Le texte était attendu lundi 1er février. Il aura fallu 24 heures supplémentaires à Donald Tusk, le Président du Conseil européen, et à David Cameron pour achever le projet d’accord. Celui-ci devrait permettre au premier ministre conservateur de faire campagne pour le « oui » au maintien de son pays au sein de l’UE. « To be or not to be together, that is the question » (être ou ne pas être ensemble, telle est la question), a tweeté Donald Tusk mardi 2 février à la mi-journée pour présenter le compromis qui devra désormais être avalisé par les 27 autres Etats membres. Son texte répond aux quatre principales exigences formulées par David Cameron pour rester au sein de la famille européenne.

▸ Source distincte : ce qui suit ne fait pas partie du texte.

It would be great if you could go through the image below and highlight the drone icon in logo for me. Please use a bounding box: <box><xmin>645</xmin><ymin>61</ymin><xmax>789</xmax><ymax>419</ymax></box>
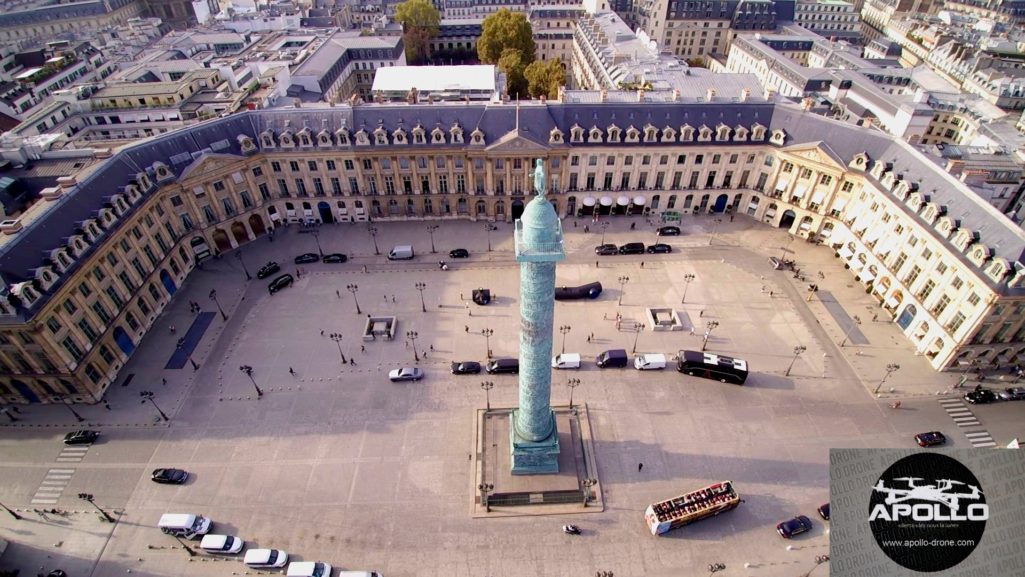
<box><xmin>872</xmin><ymin>477</ymin><xmax>982</xmax><ymax>510</ymax></box>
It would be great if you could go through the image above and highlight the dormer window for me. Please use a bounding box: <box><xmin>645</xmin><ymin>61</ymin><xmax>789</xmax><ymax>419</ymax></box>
<box><xmin>644</xmin><ymin>124</ymin><xmax>658</xmax><ymax>142</ymax></box>
<box><xmin>570</xmin><ymin>124</ymin><xmax>583</xmax><ymax>142</ymax></box>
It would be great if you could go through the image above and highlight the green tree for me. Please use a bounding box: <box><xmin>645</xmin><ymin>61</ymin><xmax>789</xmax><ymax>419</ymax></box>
<box><xmin>477</xmin><ymin>8</ymin><xmax>535</xmax><ymax>65</ymax></box>
<box><xmin>498</xmin><ymin>48</ymin><xmax>528</xmax><ymax>98</ymax></box>
<box><xmin>523</xmin><ymin>59</ymin><xmax>566</xmax><ymax>98</ymax></box>
<box><xmin>395</xmin><ymin>0</ymin><xmax>442</xmax><ymax>64</ymax></box>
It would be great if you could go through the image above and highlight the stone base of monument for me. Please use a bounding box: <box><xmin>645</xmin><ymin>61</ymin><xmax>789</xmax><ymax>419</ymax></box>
<box><xmin>509</xmin><ymin>409</ymin><xmax>559</xmax><ymax>475</ymax></box>
<box><xmin>469</xmin><ymin>405</ymin><xmax>605</xmax><ymax>517</ymax></box>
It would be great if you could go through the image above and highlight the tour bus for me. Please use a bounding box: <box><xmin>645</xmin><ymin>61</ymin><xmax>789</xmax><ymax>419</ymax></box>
<box><xmin>677</xmin><ymin>351</ymin><xmax>747</xmax><ymax>384</ymax></box>
<box><xmin>644</xmin><ymin>481</ymin><xmax>740</xmax><ymax>535</ymax></box>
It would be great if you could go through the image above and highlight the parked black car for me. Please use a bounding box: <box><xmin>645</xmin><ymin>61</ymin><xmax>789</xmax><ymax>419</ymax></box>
<box><xmin>619</xmin><ymin>243</ymin><xmax>644</xmax><ymax>254</ymax></box>
<box><xmin>65</xmin><ymin>430</ymin><xmax>99</xmax><ymax>445</ymax></box>
<box><xmin>256</xmin><ymin>260</ymin><xmax>281</xmax><ymax>279</ymax></box>
<box><xmin>267</xmin><ymin>274</ymin><xmax>295</xmax><ymax>294</ymax></box>
<box><xmin>150</xmin><ymin>468</ymin><xmax>189</xmax><ymax>485</ymax></box>
<box><xmin>452</xmin><ymin>361</ymin><xmax>481</xmax><ymax>375</ymax></box>
<box><xmin>965</xmin><ymin>388</ymin><xmax>999</xmax><ymax>405</ymax></box>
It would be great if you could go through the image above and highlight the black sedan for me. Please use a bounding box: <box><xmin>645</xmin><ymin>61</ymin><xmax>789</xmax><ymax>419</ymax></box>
<box><xmin>65</xmin><ymin>430</ymin><xmax>99</xmax><ymax>445</ymax></box>
<box><xmin>914</xmin><ymin>430</ymin><xmax>947</xmax><ymax>447</ymax></box>
<box><xmin>256</xmin><ymin>260</ymin><xmax>281</xmax><ymax>279</ymax></box>
<box><xmin>965</xmin><ymin>388</ymin><xmax>1000</xmax><ymax>405</ymax></box>
<box><xmin>452</xmin><ymin>361</ymin><xmax>481</xmax><ymax>375</ymax></box>
<box><xmin>150</xmin><ymin>468</ymin><xmax>189</xmax><ymax>485</ymax></box>
<box><xmin>776</xmin><ymin>514</ymin><xmax>812</xmax><ymax>539</ymax></box>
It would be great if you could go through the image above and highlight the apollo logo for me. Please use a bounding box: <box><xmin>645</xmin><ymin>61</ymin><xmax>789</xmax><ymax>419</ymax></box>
<box><xmin>868</xmin><ymin>453</ymin><xmax>989</xmax><ymax>572</ymax></box>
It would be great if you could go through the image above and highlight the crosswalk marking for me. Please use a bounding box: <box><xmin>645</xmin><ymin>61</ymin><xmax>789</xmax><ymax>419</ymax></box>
<box><xmin>31</xmin><ymin>468</ymin><xmax>75</xmax><ymax>505</ymax></box>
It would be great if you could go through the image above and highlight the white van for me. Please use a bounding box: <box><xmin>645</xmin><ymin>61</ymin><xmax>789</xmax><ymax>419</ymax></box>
<box><xmin>285</xmin><ymin>561</ymin><xmax>334</xmax><ymax>577</ymax></box>
<box><xmin>157</xmin><ymin>512</ymin><xmax>212</xmax><ymax>539</ymax></box>
<box><xmin>387</xmin><ymin>244</ymin><xmax>413</xmax><ymax>260</ymax></box>
<box><xmin>633</xmin><ymin>353</ymin><xmax>665</xmax><ymax>371</ymax></box>
<box><xmin>551</xmin><ymin>353</ymin><xmax>580</xmax><ymax>369</ymax></box>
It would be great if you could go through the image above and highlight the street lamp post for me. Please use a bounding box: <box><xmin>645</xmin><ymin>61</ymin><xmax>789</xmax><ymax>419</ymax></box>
<box><xmin>209</xmin><ymin>289</ymin><xmax>228</xmax><ymax>321</ymax></box>
<box><xmin>783</xmin><ymin>344</ymin><xmax>808</xmax><ymax>376</ymax></box>
<box><xmin>239</xmin><ymin>365</ymin><xmax>263</xmax><ymax>399</ymax></box>
<box><xmin>872</xmin><ymin>363</ymin><xmax>900</xmax><ymax>395</ymax></box>
<box><xmin>60</xmin><ymin>400</ymin><xmax>85</xmax><ymax>422</ymax></box>
<box><xmin>477</xmin><ymin>483</ymin><xmax>495</xmax><ymax>512</ymax></box>
<box><xmin>235</xmin><ymin>248</ymin><xmax>253</xmax><ymax>281</ymax></box>
<box><xmin>559</xmin><ymin>325</ymin><xmax>573</xmax><ymax>353</ymax></box>
<box><xmin>175</xmin><ymin>337</ymin><xmax>199</xmax><ymax>371</ymax></box>
<box><xmin>583</xmin><ymin>478</ymin><xmax>598</xmax><ymax>506</ymax></box>
<box><xmin>310</xmin><ymin>229</ymin><xmax>324</xmax><ymax>258</ymax></box>
<box><xmin>413</xmin><ymin>283</ymin><xmax>427</xmax><ymax>313</ymax></box>
<box><xmin>701</xmin><ymin>321</ymin><xmax>719</xmax><ymax>351</ymax></box>
<box><xmin>329</xmin><ymin>333</ymin><xmax>349</xmax><ymax>365</ymax></box>
<box><xmin>138</xmin><ymin>390</ymin><xmax>171</xmax><ymax>421</ymax></box>
<box><xmin>78</xmin><ymin>493</ymin><xmax>114</xmax><ymax>523</ymax></box>
<box><xmin>481</xmin><ymin>380</ymin><xmax>495</xmax><ymax>411</ymax></box>
<box><xmin>406</xmin><ymin>331</ymin><xmax>420</xmax><ymax>363</ymax></box>
<box><xmin>566</xmin><ymin>378</ymin><xmax>580</xmax><ymax>409</ymax></box>
<box><xmin>481</xmin><ymin>329</ymin><xmax>495</xmax><ymax>359</ymax></box>
<box><xmin>680</xmin><ymin>273</ymin><xmax>696</xmax><ymax>304</ymax></box>
<box><xmin>367</xmin><ymin>226</ymin><xmax>381</xmax><ymax>254</ymax></box>
<box><xmin>345</xmin><ymin>285</ymin><xmax>363</xmax><ymax>315</ymax></box>
<box><xmin>630</xmin><ymin>323</ymin><xmax>644</xmax><ymax>353</ymax></box>
<box><xmin>0</xmin><ymin>503</ymin><xmax>22</xmax><ymax>521</ymax></box>
<box><xmin>839</xmin><ymin>315</ymin><xmax>861</xmax><ymax>347</ymax></box>
<box><xmin>427</xmin><ymin>224</ymin><xmax>438</xmax><ymax>252</ymax></box>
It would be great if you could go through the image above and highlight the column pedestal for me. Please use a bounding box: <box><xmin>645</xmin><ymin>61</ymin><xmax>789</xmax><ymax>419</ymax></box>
<box><xmin>509</xmin><ymin>409</ymin><xmax>559</xmax><ymax>475</ymax></box>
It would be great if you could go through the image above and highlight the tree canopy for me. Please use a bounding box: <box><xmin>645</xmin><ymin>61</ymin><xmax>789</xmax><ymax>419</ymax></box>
<box><xmin>523</xmin><ymin>59</ymin><xmax>566</xmax><ymax>99</ymax></box>
<box><xmin>477</xmin><ymin>8</ymin><xmax>535</xmax><ymax>65</ymax></box>
<box><xmin>395</xmin><ymin>0</ymin><xmax>442</xmax><ymax>64</ymax></box>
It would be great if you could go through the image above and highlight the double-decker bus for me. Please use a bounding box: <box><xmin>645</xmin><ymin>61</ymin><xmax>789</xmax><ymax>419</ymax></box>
<box><xmin>644</xmin><ymin>481</ymin><xmax>740</xmax><ymax>535</ymax></box>
<box><xmin>677</xmin><ymin>351</ymin><xmax>747</xmax><ymax>384</ymax></box>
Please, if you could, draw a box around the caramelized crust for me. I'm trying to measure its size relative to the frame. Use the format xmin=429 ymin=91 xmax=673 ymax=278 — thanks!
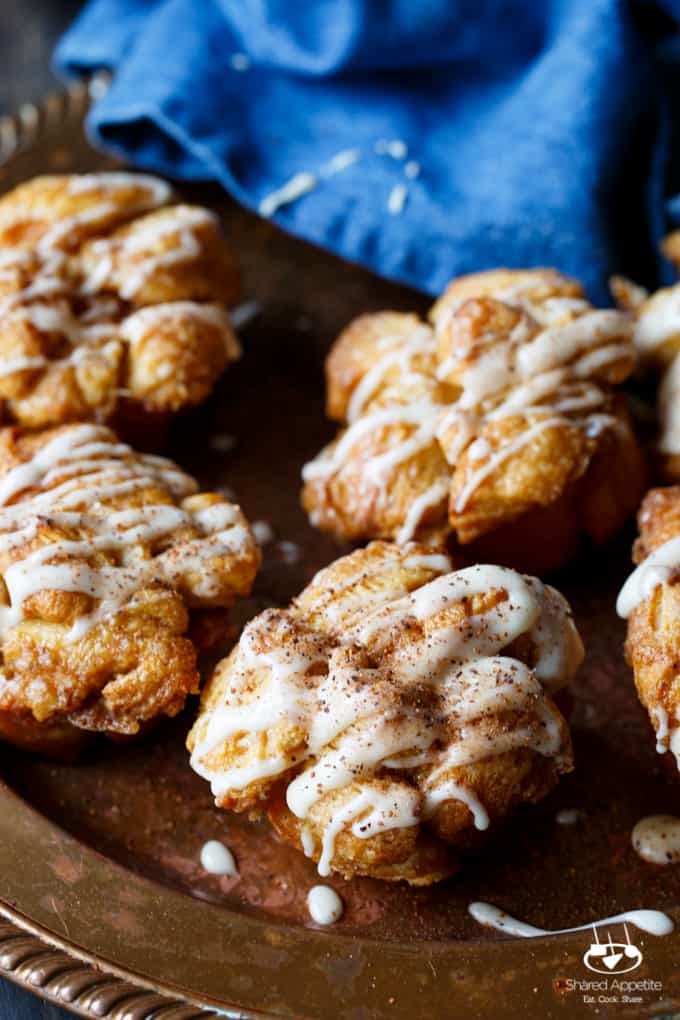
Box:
xmin=620 ymin=486 xmax=680 ymax=763
xmin=302 ymin=269 xmax=644 ymax=570
xmin=188 ymin=542 xmax=582 ymax=884
xmin=0 ymin=172 xmax=240 ymax=436
xmin=0 ymin=425 xmax=259 ymax=752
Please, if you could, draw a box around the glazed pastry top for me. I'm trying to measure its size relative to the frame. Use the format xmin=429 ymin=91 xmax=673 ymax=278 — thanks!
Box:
xmin=303 ymin=269 xmax=635 ymax=542
xmin=189 ymin=543 xmax=582 ymax=874
xmin=0 ymin=424 xmax=259 ymax=731
xmin=0 ymin=172 xmax=239 ymax=427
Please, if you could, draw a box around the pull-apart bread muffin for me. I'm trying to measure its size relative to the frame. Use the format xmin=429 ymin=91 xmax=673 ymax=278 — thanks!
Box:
xmin=303 ymin=269 xmax=643 ymax=570
xmin=612 ymin=238 xmax=680 ymax=481
xmin=0 ymin=424 xmax=259 ymax=753
xmin=0 ymin=172 xmax=240 ymax=427
xmin=617 ymin=486 xmax=680 ymax=768
xmin=188 ymin=542 xmax=583 ymax=884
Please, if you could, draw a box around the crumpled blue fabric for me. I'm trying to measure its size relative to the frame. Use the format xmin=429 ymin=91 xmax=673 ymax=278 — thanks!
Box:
xmin=55 ymin=0 xmax=680 ymax=301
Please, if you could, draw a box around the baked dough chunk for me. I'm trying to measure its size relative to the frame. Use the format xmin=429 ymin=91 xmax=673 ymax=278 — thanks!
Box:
xmin=303 ymin=269 xmax=643 ymax=570
xmin=0 ymin=424 xmax=259 ymax=751
xmin=0 ymin=172 xmax=240 ymax=427
xmin=617 ymin=486 xmax=680 ymax=768
xmin=188 ymin=542 xmax=583 ymax=884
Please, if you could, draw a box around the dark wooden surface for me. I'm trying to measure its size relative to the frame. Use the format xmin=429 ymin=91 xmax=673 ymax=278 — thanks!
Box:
xmin=0 ymin=0 xmax=83 ymax=1020
xmin=0 ymin=0 xmax=83 ymax=113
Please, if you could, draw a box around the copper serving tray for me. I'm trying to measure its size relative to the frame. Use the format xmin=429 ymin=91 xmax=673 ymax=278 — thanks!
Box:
xmin=0 ymin=81 xmax=680 ymax=1020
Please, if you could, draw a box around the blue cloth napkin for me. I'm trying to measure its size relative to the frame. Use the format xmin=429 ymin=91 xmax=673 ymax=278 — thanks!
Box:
xmin=55 ymin=0 xmax=680 ymax=301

La première demande concerne la possibilité, pour les Etats non-membres de la zone euro, d’avoir un droit de regard sur les décisions prises au sein de l’Eurozone. Le Président du Conseil a présenté un « mécanisme » qui permettra aux neufs pays, n’ayant pas adopté la monnaie unique, de faire part de leurs inquiétudes et de recevoir « les assurances nécessaires » sur les décisions des 19 autres Etats de l’UE qui l’utilisent. Pas question, par contre de donner un droit de veto susceptible de retarder les « décisions urgentes » en cas de crise financière par exemple.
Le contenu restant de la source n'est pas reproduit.